In this article, we dicuss some main steps in data preparation.

Drop Labels

Firstly, we drop labels for train set. Here we use drop() method in Pandas library.

housing = strat_train_set.drop("median_house_value", axis=1) # drop labels for training set

housing_labels = strat_train_set["median_house_value"].copy()

Here are some tips:

The drop funtion deletes rows by default. If you want to delete columns, don't forget to set the parameter axis=1.
The drop function doesn't change the DataFrame by default. And instead, returns to you a copy of the DataFrame with the given rows/columns removed. Or you can set inplace = True.
Note the function copy() here. It creates a copy that will not affect the original DataFrame

Impute Missing Values

Firstly, let's check the missing values:

sample_incomplete_rows = housing[housing.isnull().any(axis=1)].head()

Here give three methods to impute missing values:

Option 1: drop the rows

sample_incomplete_rows.dropna(subset=["total_bedrooms"])

Option 2: drop the columns

sample_incomplete_rows.drop("total_bedrooms", axis=1)

Option 3: impute with the median value

median = housing["total_bedrooms"].median()

sample_incomplete_rows["total_bedrooms"].fillna(median, inplace=True)

Alternatively, we can import sklearn.impute.SimpleImputer class in Scikit-Learn 0.20.

 try:

     from sklearn.impute import SimpleImputer # Scikit-Learn 0.20+

 except ImportError:

     from sklearn.preprocessing import Imputer as SimpleImputer

 imputer = SimpleImputer(strategy="median")

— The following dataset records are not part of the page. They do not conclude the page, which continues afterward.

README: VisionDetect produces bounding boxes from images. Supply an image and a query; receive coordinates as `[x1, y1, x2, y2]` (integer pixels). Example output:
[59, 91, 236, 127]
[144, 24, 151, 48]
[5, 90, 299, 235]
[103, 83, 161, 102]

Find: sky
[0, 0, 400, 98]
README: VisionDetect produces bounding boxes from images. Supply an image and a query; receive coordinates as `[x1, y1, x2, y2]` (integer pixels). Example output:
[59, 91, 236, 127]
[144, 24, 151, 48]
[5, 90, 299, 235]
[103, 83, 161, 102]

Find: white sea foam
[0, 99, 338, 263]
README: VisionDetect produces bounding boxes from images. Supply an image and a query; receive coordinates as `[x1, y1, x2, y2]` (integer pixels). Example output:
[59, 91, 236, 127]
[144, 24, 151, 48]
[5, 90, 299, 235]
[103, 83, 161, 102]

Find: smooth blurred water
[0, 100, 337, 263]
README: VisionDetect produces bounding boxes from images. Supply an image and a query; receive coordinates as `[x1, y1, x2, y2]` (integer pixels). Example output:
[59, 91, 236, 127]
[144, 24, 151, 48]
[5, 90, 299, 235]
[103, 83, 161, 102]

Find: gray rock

 # Remove the text attribute because median can only be calculated on numerical attributes

 housing_num = housing.drop('ocean_proximity', axis=1)

 # alternatively: housing_num = housing.select_dtypes(include=[np.number])

 imputer.fit(housing_num)

We can check the statistcs by imputer.statistics_ and the strategy by imputer.strategy

Finally, transform the train set:

 X = imputer.transform(housing_num)

 housing_tr = pd.DataFrame(X, columns=housing_num.columns,

                           index = list(housing.index.values))

Encode Categorical Attributes

We need to convert text labels to numbers. There are two methods.

Option 1: Label Encoding

Conver a categorical attribute into an interger attribute.

 try:

     from sklearn.preprocessing import OrdinalEncoder

 except ImportError:

     from future_encoders import OrdinalEncoder # Scikit-Learn < 0.20

 ordinal_encoder = OrdinalEncoder()

 housing_cat_encoded = ordinal_encoder.fit_transform(housing_cat)

Option2: One-Hot Encoding

Convert a categorical attribute into a series of binary intergers.

 try:

     from sklearn.preprocessing import OrdinalEncoder # just to raise an ImportError if Scikit-Learn < 0.20

     from sklearn.preprocessing import OneHotEncoder

 except ImportError:

     from future_encoders import OneHotEncoder # Scikit-Learn < 0.20

 cat_encoder = OneHotEncoder()

 housing_cat_1hot = cat_encoder.fit_transform(housing_cat)

By default, the OneHotEncoder class returns a sparse array, but we can convert it to a dense array if needed by calling the toarray()method:

housing_cat_1hot.toarray()

Alternatively, you can set sparse=False when creating the OneHotEncoder:

cat_encoder = OneHotEncoder(sparse=False)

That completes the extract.